The dollar amounts of coins equivalents should be recognised. Therefore, all cash equivalents
ought to have a regarded marketplace rate and have to no longer be situation to charge
fluctuations. The price of the coins equivalents ought to no longer be predicted to exchange
extensively before redemption or adulthood. Examples of coins equivalents encompass:

Marketable Securities. This broad term covers any investment protection that may speedy be
transformed to coins in a short quantity of time. Many of the examples under can also be called
a marketable security, and agencies frequently lump these investments together on their
balance sheet.

Treasury Bills. These debt gadgets are issued through the US authorities and regularly have a
maturity date of 365 days or much less.
Other Short-Term Government Bonds. These debt contraptions may be issued by any
authorities entity (town, state, or Federal). The creditworthiness of the government enterprise
should be considered while comparing the threat of the bond.

Banker's Acceptance. This is an settlement in which the bank has agreed to guarantee a


destiny agreement between two parties. This tool is a certain amount to be paid to the holder
on a selected date.

Commercial Paper. This is short-term bonds or debt issued by businesses. Commercial paper


has adulthood as much as 9 months (270 days). The interest rate on commercial paper will
range primarily based on the creditworthiness of the issuing corporation.

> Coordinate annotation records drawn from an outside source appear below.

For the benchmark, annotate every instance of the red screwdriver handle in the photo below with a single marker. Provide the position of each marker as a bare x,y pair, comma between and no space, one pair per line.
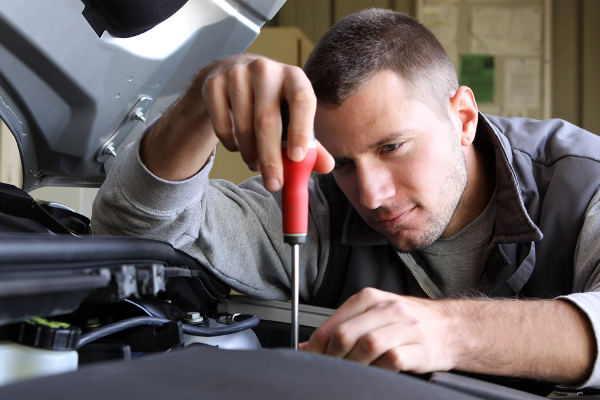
294,207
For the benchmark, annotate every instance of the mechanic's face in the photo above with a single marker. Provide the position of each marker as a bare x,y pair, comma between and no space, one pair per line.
398,161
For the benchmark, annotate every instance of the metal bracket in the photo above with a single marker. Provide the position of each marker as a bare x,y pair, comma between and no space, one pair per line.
136,115
140,280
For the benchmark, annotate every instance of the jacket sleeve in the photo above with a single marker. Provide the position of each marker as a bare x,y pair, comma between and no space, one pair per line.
586,282
233,230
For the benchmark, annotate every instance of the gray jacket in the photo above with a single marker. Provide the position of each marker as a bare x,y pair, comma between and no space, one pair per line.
544,243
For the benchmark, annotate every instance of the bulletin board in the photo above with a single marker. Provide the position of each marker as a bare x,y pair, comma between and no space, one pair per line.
500,49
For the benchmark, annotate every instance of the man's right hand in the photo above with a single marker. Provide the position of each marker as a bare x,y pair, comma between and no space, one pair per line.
236,100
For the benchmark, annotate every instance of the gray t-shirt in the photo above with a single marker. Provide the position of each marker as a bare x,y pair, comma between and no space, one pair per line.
457,262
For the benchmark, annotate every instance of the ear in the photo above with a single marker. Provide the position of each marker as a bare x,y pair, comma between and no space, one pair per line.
463,104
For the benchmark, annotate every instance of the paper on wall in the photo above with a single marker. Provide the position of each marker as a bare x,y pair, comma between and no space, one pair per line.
522,80
506,30
441,17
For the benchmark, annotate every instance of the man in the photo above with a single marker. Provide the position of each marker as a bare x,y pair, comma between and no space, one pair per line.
427,198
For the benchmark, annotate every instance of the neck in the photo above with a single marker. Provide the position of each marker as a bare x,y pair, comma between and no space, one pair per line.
478,192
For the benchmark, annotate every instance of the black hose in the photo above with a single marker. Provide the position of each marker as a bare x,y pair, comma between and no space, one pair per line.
195,330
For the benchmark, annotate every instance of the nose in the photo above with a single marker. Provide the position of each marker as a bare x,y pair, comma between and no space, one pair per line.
375,184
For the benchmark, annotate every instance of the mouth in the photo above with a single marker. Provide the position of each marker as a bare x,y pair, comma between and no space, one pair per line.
393,221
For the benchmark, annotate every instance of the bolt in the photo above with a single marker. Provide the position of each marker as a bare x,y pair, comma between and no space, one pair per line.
193,317
138,115
109,150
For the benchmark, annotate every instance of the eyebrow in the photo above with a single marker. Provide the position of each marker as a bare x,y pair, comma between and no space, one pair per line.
386,140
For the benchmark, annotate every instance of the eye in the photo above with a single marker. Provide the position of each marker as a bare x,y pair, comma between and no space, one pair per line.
341,163
386,148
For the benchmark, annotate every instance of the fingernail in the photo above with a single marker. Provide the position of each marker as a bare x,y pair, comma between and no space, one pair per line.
296,154
272,184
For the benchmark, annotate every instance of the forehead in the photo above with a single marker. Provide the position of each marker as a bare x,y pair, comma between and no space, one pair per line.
381,107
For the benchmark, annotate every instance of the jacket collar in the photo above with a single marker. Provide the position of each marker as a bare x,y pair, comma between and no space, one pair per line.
513,223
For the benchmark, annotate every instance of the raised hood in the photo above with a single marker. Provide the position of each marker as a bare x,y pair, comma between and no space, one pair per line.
76,81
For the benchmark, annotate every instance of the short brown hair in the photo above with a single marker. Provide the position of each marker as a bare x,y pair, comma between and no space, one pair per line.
374,40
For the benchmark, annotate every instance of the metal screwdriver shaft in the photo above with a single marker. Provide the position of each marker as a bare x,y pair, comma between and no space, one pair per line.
295,295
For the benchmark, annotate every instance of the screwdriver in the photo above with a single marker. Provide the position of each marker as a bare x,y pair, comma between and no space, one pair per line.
294,210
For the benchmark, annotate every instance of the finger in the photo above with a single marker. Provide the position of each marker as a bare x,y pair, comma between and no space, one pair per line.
267,121
214,93
302,103
403,358
325,161
239,91
374,343
355,305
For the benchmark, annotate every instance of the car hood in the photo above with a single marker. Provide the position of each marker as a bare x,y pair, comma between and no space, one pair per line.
72,92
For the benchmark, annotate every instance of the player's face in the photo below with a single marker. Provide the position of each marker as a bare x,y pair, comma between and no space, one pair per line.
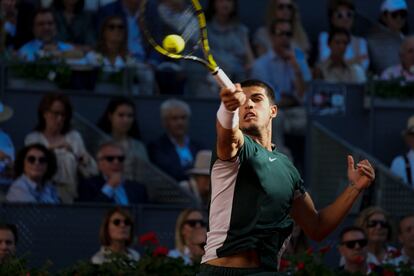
257,112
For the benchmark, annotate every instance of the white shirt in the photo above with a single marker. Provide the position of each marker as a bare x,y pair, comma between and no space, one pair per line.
398,167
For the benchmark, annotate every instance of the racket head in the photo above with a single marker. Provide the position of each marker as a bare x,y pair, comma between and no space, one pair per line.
179,17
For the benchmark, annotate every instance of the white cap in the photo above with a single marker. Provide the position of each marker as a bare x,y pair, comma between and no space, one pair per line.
393,5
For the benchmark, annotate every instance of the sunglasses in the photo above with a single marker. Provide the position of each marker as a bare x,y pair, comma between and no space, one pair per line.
285,7
344,14
401,14
374,223
115,26
33,159
352,244
117,222
287,34
193,222
112,158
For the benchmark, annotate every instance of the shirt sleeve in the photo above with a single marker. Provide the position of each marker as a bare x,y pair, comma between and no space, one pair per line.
108,190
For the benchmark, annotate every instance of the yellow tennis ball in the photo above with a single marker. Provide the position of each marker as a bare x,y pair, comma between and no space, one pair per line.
173,44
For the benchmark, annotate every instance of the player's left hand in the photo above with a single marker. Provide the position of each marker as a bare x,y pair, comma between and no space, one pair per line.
362,175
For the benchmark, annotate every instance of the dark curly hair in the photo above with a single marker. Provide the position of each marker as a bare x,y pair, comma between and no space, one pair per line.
105,124
50,157
44,106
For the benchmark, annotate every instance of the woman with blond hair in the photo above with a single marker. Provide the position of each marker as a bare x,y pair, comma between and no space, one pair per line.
281,10
190,236
116,235
377,225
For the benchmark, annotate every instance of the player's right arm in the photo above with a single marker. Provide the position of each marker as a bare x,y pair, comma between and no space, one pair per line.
229,136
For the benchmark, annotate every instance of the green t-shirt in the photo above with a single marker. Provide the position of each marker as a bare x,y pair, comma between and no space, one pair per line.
251,199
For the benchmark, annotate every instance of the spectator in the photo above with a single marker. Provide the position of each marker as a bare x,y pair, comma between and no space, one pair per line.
353,249
190,236
385,39
199,182
284,67
34,168
281,10
336,68
17,16
111,186
113,55
129,12
6,147
377,225
55,132
174,151
116,235
44,43
405,69
406,237
119,121
228,38
341,16
73,24
8,241
403,165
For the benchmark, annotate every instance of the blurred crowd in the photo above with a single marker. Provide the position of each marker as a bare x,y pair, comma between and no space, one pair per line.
55,166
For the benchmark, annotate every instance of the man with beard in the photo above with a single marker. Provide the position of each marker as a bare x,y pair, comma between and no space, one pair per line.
256,192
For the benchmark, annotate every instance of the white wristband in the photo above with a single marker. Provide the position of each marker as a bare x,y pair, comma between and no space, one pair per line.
228,119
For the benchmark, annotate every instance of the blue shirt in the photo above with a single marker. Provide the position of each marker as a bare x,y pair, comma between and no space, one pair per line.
118,193
30,50
278,73
135,44
25,190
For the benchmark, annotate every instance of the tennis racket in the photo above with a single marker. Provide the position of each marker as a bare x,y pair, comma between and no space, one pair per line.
186,19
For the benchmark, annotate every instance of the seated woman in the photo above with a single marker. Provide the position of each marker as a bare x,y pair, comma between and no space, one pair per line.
34,168
116,235
73,24
112,54
119,121
229,38
190,236
341,16
54,131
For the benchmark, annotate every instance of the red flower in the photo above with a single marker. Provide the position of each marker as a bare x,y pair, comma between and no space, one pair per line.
160,251
149,237
388,273
325,249
300,266
283,264
309,251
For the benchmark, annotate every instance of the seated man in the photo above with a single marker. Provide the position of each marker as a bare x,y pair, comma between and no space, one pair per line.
44,42
403,165
353,248
8,240
110,186
174,151
335,68
405,69
406,237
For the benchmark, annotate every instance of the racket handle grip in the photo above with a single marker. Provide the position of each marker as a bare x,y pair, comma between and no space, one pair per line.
223,80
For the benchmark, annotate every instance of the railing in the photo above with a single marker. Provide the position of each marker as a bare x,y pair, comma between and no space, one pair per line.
65,234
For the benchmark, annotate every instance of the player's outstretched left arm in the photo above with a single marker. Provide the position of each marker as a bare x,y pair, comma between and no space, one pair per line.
319,224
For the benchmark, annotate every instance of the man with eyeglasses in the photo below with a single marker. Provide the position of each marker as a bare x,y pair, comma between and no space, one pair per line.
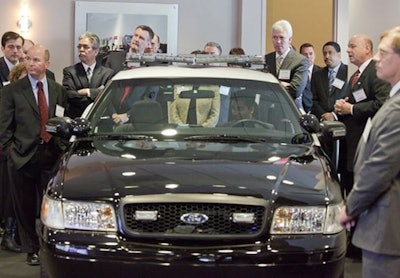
85,80
365,95
140,43
11,46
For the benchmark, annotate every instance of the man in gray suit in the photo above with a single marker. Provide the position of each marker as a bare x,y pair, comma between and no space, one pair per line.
32,153
289,66
374,202
86,79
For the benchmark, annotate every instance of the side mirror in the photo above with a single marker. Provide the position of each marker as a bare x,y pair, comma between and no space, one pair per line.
65,127
333,129
310,123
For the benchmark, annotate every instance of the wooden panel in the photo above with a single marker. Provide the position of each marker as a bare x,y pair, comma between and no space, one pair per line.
312,21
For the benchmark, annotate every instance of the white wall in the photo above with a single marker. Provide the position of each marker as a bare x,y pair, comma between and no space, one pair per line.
372,17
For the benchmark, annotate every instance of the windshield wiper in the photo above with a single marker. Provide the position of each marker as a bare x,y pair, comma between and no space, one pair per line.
115,137
225,138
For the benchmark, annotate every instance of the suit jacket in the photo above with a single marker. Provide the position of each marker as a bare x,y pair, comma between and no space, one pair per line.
75,78
116,60
4,71
50,74
307,95
298,66
207,109
376,92
20,119
323,99
375,197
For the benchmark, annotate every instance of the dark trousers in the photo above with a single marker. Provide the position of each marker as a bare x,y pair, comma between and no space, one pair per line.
6,205
27,186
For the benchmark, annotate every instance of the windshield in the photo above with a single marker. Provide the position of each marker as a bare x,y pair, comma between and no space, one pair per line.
197,109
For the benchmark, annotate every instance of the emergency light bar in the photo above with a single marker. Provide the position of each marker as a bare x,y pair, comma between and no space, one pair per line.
195,59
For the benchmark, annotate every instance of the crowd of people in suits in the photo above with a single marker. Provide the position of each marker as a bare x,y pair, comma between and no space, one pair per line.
329,92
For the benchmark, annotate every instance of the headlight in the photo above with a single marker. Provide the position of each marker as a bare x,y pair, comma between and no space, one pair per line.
78,215
306,220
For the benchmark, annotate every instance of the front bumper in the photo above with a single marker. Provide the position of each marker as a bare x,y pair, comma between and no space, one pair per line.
87,254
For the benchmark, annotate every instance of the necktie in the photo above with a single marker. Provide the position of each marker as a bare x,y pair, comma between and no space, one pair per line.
331,78
278,64
125,94
44,113
355,78
89,73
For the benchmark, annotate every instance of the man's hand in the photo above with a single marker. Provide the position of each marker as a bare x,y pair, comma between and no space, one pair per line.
83,92
343,107
328,116
345,220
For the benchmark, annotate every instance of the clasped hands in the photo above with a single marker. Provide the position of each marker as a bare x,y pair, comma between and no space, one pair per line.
343,107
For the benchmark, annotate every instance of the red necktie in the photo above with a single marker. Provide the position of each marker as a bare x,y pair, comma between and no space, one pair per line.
125,94
355,78
44,113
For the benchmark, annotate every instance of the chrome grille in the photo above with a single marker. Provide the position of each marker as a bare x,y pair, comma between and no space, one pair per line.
169,223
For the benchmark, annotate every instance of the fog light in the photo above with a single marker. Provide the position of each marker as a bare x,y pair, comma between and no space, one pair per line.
146,215
241,217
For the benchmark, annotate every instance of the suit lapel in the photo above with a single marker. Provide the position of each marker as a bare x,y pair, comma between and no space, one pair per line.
52,98
82,75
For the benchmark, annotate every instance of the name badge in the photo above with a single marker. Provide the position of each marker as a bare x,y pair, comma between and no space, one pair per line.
367,129
359,95
284,74
59,111
338,83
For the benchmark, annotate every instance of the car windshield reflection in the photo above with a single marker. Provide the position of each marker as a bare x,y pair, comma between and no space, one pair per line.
196,106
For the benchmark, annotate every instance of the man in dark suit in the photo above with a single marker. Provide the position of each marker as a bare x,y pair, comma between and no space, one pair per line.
374,203
324,93
308,51
11,46
290,67
141,41
328,85
365,95
86,79
32,152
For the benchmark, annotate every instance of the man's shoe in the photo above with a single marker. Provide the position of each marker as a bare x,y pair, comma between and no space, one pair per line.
33,259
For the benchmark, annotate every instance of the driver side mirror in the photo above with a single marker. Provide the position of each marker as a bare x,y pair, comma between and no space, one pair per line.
65,127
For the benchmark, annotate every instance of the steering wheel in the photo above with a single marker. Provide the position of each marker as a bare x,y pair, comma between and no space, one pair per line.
249,122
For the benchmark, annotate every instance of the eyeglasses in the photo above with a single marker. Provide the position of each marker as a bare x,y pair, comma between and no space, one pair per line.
84,46
12,47
384,53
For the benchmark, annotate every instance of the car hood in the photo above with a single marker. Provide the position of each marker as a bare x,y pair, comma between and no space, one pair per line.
111,169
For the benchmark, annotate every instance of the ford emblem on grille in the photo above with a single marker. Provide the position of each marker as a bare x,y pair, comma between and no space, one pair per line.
194,218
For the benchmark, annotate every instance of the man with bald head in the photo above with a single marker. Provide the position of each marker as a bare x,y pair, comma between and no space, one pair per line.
365,95
25,47
25,106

Money Market Account. This interest-bearing account is much like a financial savings account;
however, they often require larger minimum deposits and have a few minor regulations to the
account.

Certificates of Deposits. CD's can be taken into consideration a cash equivalent depending at


the adulthood date.Preferred Shares of Equity. This may be considered a cash equal if they're
purchased quickly earlier than the redemption date and not anticipated to experience material
fluctuation in price.

b. During 2010, Omega Company had net sales of Rs. 11,400,000. Most of the
sales were on credit. At the end of 2010, the balance of Accounts Receivable
was Rs. 1,400,000 and Allowance for Uncollectible Accounts had a debit balance
of Rs. 48,000. Omega Company’s management uses two methods of
estimating uncollectible sales is 1.5 percent of net sales, and based on an aging
of accounts receivable, the end-of-year uncollectible accounts total Rs.
140,000. Prepare the end-of-year adjusting entry to record the uncollectible
accounts expense under each method. What will the balance of Allowance for
Uncollectible Accounts be after each adjustment? Why are the results different?
Which method is likely to be more reliable? Why?